Ток песка в часах прервался, и Василиса, разбавив варево, сняла его по знаку Упряма с огня.
— Лучше процеди, — сказал ученик чародея. — Слушай, вот еще нелепость: зачем Баклу-бей отвлекся от Вендии? Так успешно воевал, и вдруг оставил недобитого врага за спиной, взбудоражил всех наскоком на Готию — и снова отступил… как нарочно всех на бой зовет!
— Не иначе исполняя чей-нибудь приказ. Но чей?
Послышались шаги, и Василиса тотчас склонилась над зельем, тонкой струйкой текущим сквозь свернутую тряпку в ее руках. Лас по пояс высунулся в дверь и спросил:
— Чаруете?
— Так, помаленьку, — ответил Упрям.
— Вам обед сюда подать или с нами потрапезничаете? Неяда каши наварил — пальчики оближешь.
Василиса кашлянула и хрипло произнесла:
— Чего варить-то? Там еще много оставалось.
— Ну мы ведь уже дважды в башне постоловались, — пожал плечами Лас.
— Мы спустимся, но попозже, — сказал Упрям.
— Тогда еще вопрос, — Лас подбросил в руке тугой кожаный кошель. — С золотишком что делать? В кучу ссыпать или так сложить?
— Это откуда? — насторожился ученик чародея.
— Да твоя же добыча вчерашняя. Это с поясов тех орков, которых ты застал, когда вернулся от князя.
Василиса, забыв об осторожности, подняла глаза на Упряма, и взор ее был несчастным. Упрям чувствовал себя не лучше.
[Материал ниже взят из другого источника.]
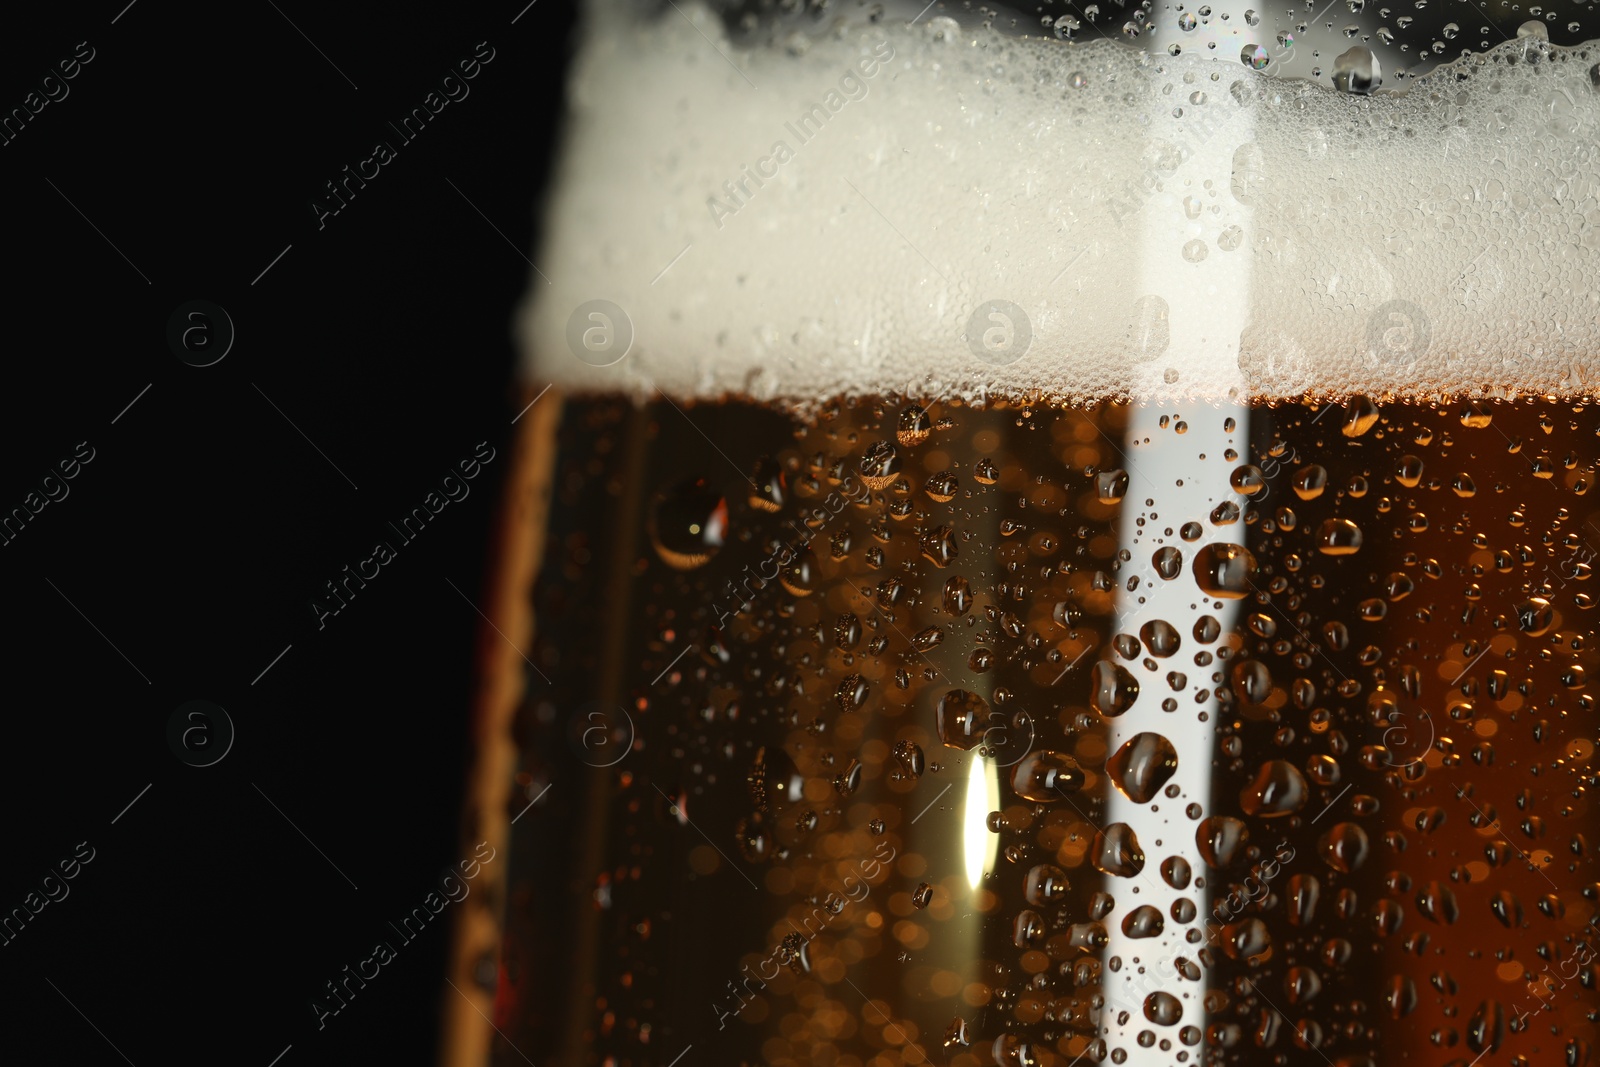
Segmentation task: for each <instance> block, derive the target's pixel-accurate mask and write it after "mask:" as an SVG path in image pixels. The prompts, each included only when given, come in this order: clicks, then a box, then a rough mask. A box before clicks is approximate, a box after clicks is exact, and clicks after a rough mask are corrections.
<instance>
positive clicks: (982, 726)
mask: <svg viewBox="0 0 1600 1067" xmlns="http://www.w3.org/2000/svg"><path fill="white" fill-rule="evenodd" d="M934 715H936V726H938V731H939V741H942V742H944V745H946V747H949V749H962V750H968V749H974V747H978V744H981V742H982V739H984V729H987V726H989V715H990V712H989V701H986V699H984V697H981V696H978V694H976V693H968V691H966V689H950V691H949V693H946V694H944V696H941V697H939V704H938V709H936V712H934Z"/></svg>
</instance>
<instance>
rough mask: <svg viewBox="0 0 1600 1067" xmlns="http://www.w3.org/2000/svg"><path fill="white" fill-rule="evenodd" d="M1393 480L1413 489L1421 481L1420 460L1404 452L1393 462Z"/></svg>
mask: <svg viewBox="0 0 1600 1067" xmlns="http://www.w3.org/2000/svg"><path fill="white" fill-rule="evenodd" d="M1395 482H1398V483H1400V485H1403V486H1405V488H1408V490H1414V488H1416V486H1419V485H1421V483H1422V461H1421V459H1418V458H1416V456H1411V454H1406V456H1402V458H1400V462H1398V464H1395Z"/></svg>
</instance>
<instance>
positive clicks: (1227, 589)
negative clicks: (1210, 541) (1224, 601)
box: [1194, 541, 1256, 600]
mask: <svg viewBox="0 0 1600 1067" xmlns="http://www.w3.org/2000/svg"><path fill="white" fill-rule="evenodd" d="M1194 574H1195V582H1197V584H1198V585H1200V589H1202V592H1205V593H1208V595H1211V597H1218V598H1221V600H1243V598H1245V597H1248V595H1250V593H1251V592H1253V590H1254V584H1253V579H1254V577H1256V557H1254V555H1251V553H1250V549H1246V547H1245V545H1240V544H1229V542H1226V541H1218V542H1213V544H1208V545H1205V547H1203V549H1200V550H1198V552H1195V561H1194Z"/></svg>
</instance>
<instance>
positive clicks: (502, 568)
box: [443, 0, 1600, 1067]
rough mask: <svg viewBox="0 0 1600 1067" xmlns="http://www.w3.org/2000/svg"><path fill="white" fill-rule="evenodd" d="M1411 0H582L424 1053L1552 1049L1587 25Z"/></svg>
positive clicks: (831, 1055)
mask: <svg viewBox="0 0 1600 1067" xmlns="http://www.w3.org/2000/svg"><path fill="white" fill-rule="evenodd" d="M918 8H920V10H918ZM1318 8H1320V10H1318ZM1416 8H1418V10H1411V6H1410V5H1406V6H1405V8H1402V6H1400V5H1395V6H1394V8H1379V6H1378V5H1371V3H1363V2H1362V0H1336V3H1330V5H1328V6H1326V8H1322V5H1304V6H1294V8H1291V10H1286V8H1283V6H1269V5H1261V6H1254V8H1253V6H1246V5H1245V3H1237V5H1235V3H1210V5H1198V3H1195V5H1190V3H1187V2H1186V3H1173V5H1166V6H1157V5H1150V3H1144V5H1142V6H1138V8H1136V6H1133V5H1117V6H1112V5H1106V3H1101V5H1094V3H1088V5H1078V3H1072V5H1061V3H1048V2H1046V3H1040V5H1034V6H1027V5H1024V6H1018V8H1010V10H1006V8H998V6H987V5H955V3H946V2H938V0H936V3H931V5H928V6H926V8H922V5H920V3H917V5H912V6H899V5H893V3H853V2H848V0H846V2H845V3H837V2H835V3H826V2H814V3H778V5H766V3H757V5H744V6H738V5H723V6H707V5H704V3H688V0H678V2H672V0H669V3H667V5H664V6H659V8H658V6H654V5H648V6H645V5H638V3H632V2H627V0H597V2H595V3H592V5H590V6H589V8H587V11H586V22H587V24H586V27H584V35H582V42H581V48H579V51H578V54H576V59H574V66H573V72H571V82H570V90H568V102H566V106H568V109H570V118H568V130H566V136H565V141H563V144H562V146H560V155H558V162H557V168H555V176H554V184H552V194H550V197H549V203H547V205H544V208H542V218H544V227H546V240H544V243H542V246H541V248H539V250H536V256H534V261H536V262H538V270H536V274H534V275H533V277H531V280H530V299H528V302H526V306H525V307H523V309H522V312H520V315H518V330H520V336H522V339H523V342H525V350H526V355H528V360H526V365H525V374H526V378H525V386H526V394H525V398H523V403H526V405H530V406H526V408H525V410H523V413H522V414H520V416H518V430H520V432H522V437H520V445H518V456H517V475H515V477H514V478H512V486H510V493H509V499H507V507H506V525H504V531H502V545H501V561H502V563H501V573H499V579H498V585H496V589H494V593H493V598H491V603H493V608H491V611H490V614H491V621H493V632H488V630H486V643H485V681H483V688H482V699H480V705H478V717H477V731H478V733H477V752H478V771H477V776H475V777H474V792H472V797H469V805H467V816H466V821H467V829H466V832H467V835H469V837H470V838H472V840H474V841H477V840H490V841H498V843H501V848H502V849H504V851H506V853H507V861H506V864H501V865H498V873H494V875H493V877H501V878H502V883H501V886H499V891H498V893H496V894H475V896H474V901H478V902H480V910H475V912H470V913H467V915H466V917H464V921H462V926H461V929H459V936H458V947H456V953H454V957H453V963H451V984H450V987H446V990H445V1005H446V1017H448V1025H446V1032H448V1040H446V1048H445V1054H443V1062H448V1064H486V1062H488V1064H496V1065H504V1064H522V1062H531V1064H538V1065H539V1067H547V1065H549V1064H574V1065H576V1064H614V1065H624V1064H659V1065H661V1067H672V1065H675V1064H682V1067H696V1065H698V1064H771V1065H774V1067H776V1065H790V1064H795V1065H798V1064H822V1065H826V1067H901V1065H910V1064H947V1065H950V1067H987V1065H992V1064H998V1065H1003V1067H1032V1065H1051V1064H1054V1065H1059V1067H1069V1065H1070V1064H1078V1062H1083V1064H1099V1062H1110V1064H1128V1065H1133V1067H1146V1065H1157V1064H1163V1065H1165V1064H1197V1065H1198V1064H1232V1065H1254V1064H1285V1065H1290V1064H1293V1065H1298V1064H1312V1065H1317V1064H1330V1065H1334V1067H1366V1065H1378V1067H1382V1065H1389V1064H1438V1065H1445V1064H1458V1065H1461V1067H1467V1065H1469V1064H1477V1062H1483V1064H1518V1065H1526V1067H1541V1065H1546V1064H1552V1065H1554V1064H1571V1065H1576V1064H1594V1062H1597V1059H1595V1057H1597V1051H1595V1045H1597V1025H1595V1017H1597V1011H1600V997H1597V993H1595V981H1597V953H1600V929H1597V926H1600V923H1597V921H1595V917H1597V904H1600V870H1597V861H1595V854H1594V853H1592V851H1590V848H1589V846H1590V843H1597V841H1595V840H1594V838H1595V835H1597V830H1600V827H1597V811H1595V798H1594V790H1595V785H1597V777H1595V774H1597V766H1600V765H1597V755H1595V744H1597V741H1595V737H1597V734H1595V721H1597V718H1595V705H1594V696H1592V689H1590V686H1589V678H1587V672H1589V670H1592V669H1600V664H1597V645H1595V633H1594V627H1595V617H1597V616H1595V611H1594V606H1595V589H1592V587H1590V576H1592V563H1594V555H1595V547H1594V545H1600V507H1597V499H1600V498H1597V496H1595V494H1594V493H1592V490H1594V486H1595V477H1597V472H1595V462H1597V453H1600V418H1597V408H1595V398H1594V395H1592V394H1594V390H1595V384H1597V381H1600V360H1597V357H1600V325H1597V322H1600V66H1597V64H1600V45H1587V43H1584V42H1586V40H1587V37H1594V35H1595V34H1594V29H1595V22H1594V14H1592V11H1590V10H1589V8H1582V10H1573V11H1566V10H1562V11H1560V13H1557V11H1555V10H1541V8H1526V10H1518V8H1515V6H1514V5H1506V3H1499V5H1490V6H1486V8H1483V6H1478V5H1466V3H1442V5H1435V6H1434V8H1427V10H1424V5H1416Z"/></svg>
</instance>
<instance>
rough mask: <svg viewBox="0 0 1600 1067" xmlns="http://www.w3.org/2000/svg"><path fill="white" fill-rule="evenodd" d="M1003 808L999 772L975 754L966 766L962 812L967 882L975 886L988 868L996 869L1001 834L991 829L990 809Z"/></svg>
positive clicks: (969, 883) (963, 838)
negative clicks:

Конечно, шарить по карманам мертвецов — дело недостойное, но так сглупить, когда пытаешься что-то вызнать…
— Сложите как есть, — сказал Упрям. — А этот на стол клади, я посмотрю.
Десятник выполнил его просьбу и ушел, еще раз напомнив об обеде. Тотчас оставив зелье, Упрям и Василиса бросились к кошельку.
— Вот бы бумагу какую, — прошептала княжна, распуская завязки.
Однако бумаг внутри не оказалось, только монеты. Так плотно набитые, что еле помещались, кошель даже не звенел. Увесистые, червонного золота, необычной чеканки: лавровый венок, охватывающий меч и две лилии. На другой стороне изображено было горделивое лицо человека в короне. И надпись: Nec plus ultra [1].
— Досадно, — расстроился Упрям. — Может, в других, что полезное найдем?
Василиса повертела в пальцах монету, подбросила на ладони и вдруг улыбнулась:
— Знаешь, как ромеи говорят? Sapienti sat — что по-нашему значит «мудрому достаточно». И правду говорят: знающему человеку эти монетки многое рассказать могут.